There’s been a growing push in the past few years to keep phone screens away from tweens and teens. Several school boards banned cellphones in classrooms in some provinces in 2024, while calls to follow Australia’s steps in banning social media for those under the age of 16 have grown in Canada.
Still, many parents can only hold off for so long on giving their child their first smartphone.

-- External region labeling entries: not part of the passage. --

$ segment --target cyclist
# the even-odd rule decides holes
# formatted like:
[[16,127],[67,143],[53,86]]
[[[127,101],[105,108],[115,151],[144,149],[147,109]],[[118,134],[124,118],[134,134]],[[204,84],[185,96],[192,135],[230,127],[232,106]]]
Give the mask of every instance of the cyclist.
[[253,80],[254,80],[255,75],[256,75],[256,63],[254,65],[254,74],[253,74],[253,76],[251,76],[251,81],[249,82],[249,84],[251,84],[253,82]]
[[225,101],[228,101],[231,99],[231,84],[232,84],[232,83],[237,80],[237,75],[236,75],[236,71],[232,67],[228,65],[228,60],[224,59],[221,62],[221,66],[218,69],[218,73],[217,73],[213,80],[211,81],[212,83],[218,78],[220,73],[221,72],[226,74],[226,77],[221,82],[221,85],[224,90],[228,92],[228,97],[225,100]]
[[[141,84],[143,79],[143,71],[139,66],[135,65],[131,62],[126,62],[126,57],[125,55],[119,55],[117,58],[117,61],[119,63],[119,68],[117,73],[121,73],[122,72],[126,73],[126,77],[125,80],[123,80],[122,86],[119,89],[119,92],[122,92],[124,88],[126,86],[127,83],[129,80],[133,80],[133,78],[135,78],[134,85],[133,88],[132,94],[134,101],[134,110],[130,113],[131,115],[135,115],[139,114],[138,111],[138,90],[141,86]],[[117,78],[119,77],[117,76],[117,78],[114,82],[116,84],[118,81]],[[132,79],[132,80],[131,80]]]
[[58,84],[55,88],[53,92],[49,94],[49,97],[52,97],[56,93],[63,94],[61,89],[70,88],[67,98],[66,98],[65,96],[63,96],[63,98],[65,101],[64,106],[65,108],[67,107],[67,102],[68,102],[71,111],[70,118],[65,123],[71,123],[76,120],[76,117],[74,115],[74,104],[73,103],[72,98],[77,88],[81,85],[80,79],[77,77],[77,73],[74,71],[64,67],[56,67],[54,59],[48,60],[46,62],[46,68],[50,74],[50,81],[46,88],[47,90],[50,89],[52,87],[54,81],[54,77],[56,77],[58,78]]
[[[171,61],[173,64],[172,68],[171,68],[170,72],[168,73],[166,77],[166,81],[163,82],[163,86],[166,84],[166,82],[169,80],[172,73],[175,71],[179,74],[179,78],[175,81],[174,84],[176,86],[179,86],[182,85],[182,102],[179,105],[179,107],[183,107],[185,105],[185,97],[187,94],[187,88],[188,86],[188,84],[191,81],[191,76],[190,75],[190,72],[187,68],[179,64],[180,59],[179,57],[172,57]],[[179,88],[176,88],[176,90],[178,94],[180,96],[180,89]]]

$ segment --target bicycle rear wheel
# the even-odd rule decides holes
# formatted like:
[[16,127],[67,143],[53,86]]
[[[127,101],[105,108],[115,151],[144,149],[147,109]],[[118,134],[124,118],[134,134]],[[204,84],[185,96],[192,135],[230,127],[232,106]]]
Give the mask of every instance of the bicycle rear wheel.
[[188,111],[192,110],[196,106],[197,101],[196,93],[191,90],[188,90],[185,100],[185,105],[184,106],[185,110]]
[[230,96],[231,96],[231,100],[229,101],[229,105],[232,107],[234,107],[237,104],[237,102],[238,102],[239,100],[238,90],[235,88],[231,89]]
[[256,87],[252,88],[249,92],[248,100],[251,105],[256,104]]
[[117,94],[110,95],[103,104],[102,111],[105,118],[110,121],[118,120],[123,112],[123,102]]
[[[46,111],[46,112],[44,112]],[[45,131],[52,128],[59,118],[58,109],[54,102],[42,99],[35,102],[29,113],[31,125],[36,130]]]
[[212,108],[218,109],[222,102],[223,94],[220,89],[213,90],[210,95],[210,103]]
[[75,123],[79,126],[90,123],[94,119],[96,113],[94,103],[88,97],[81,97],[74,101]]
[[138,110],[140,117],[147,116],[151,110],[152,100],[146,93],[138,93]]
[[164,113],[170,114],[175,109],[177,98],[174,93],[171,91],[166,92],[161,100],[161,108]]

And when you do, experts say the onus is on parents to set up the right guardrails on the device, especially as most phones are designed to make spending easier, and sometimes, invisible.
“Giving your child their first cellphone can be a really great teachable moment — an opportunity to build a money lesson naturally into your day-to-day lives,” said Robin Taub, author of the book “The Wisest Investment: Teaching Your Kids to be Responsible, Independent and Money-Smart for Life.”
The first step, she said, is to sit them down and go over various costs associated with phone ownership, and lay out who’s responsible for them.
There are some obvious costs — the phone itself, a phone plan, a case, and sometimes a phone protection plan.
Taub said if a child is on the younger side — around 13 or 14 years old — you can start by teaching them about data overages, connecting to wireless networks and turning off data roaming when travelling to avoid a hefty bill.
With older teenagers, she said parents can gradually shift the responsibility of paying the phone bill onto them.
But there are many more less visible costs, such as in-app purchases or sign-ups for trials that can sneakily be added to a credit card.
Rebecca Snow recalled her kids playing a popular online world-building game, Roblox, which often requires in-app purchases for new avatars or outfits for the characters.
“They used to ask me, ‘Can we get Robux?'” said Snow, co-founder of the Toronto chapter of Unplugged Canada, a group that advocates for smartphone-free childhoods.
“They didn’t realize that that’s me actually spending money on Robux, buying these little digital tokens to get little outfits for their avatars.”
Certified financial planner Kalee Boisvert is also familiar with requests for game token purchases.
When Boisvert’s 11-year-old daughter — who has a smartphone without a cellphone plan — asks for in-app purchases, it starts up a conversation.
“It’s just that priorities conversation and reviewing with them what matters,” she said.